Bob Kennedy (won NCAA XC championships as a freshman, Olympian and first non-African to run under 13 min for 5000m) often does analysis/commentary for the NCAA XC championships. I watched most of both the men’s and women’s D1 race this past weekend and Bob had some funny/insightful things to say about racing, coaching and XC. This is all paraphrasing…
Regarding the 10k course distance: Yeah, I don’t know, as long as it’s kind of close to about 10k… it doesn’t matter much… the goal is to place as high as possible, not time yourself for 10 kilometers.

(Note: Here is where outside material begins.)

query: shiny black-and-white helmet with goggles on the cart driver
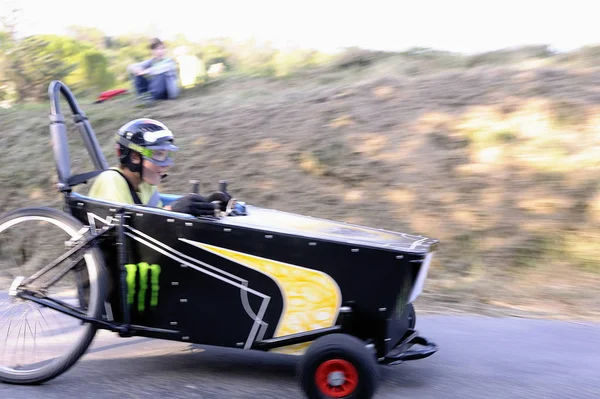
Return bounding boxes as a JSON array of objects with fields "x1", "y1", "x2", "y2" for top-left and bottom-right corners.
[{"x1": 116, "y1": 118, "x2": 179, "y2": 173}]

Regarding milers and middle distance runners in XC: A great kick doesn’t matter nearly as much at this level over 10 kilometers. Really, the best runners have done the lactate threshold work and know how to manage that fine line (threshold) and know how much is left in the tank toward the end of the race.
Regarding the 10k length: 10k XC races hurt really bad but once you submit to that and just settle into the pain, then you can find your limits and race your best.
Regarding becoming a coach: :::laughing::: I (Bob Kennedy) would be a terrible coach because my advice would be so simple: why can’t you just run faster? — clearly he understands that he was a highly talented athlete and that highly talented athletes often do not make great coaches.
Regarding Patrick Tiernan pushing a good pace throughout the race: A lot of respect for Patrick to not fall into the trap of just letting Ed Cheserek control the tempo the entire race. If one is to beat someone of that caliber you have to make them make decisions about the race they may not want to or are not immediately comfortable with. Ultimately Cheserek is a phenomenal athlete and the strategy didn’t work but a lot of congratulations to Tiernan for at least challenging for the first 8k.
It's nice to have someone with insight doing the commentary for these races.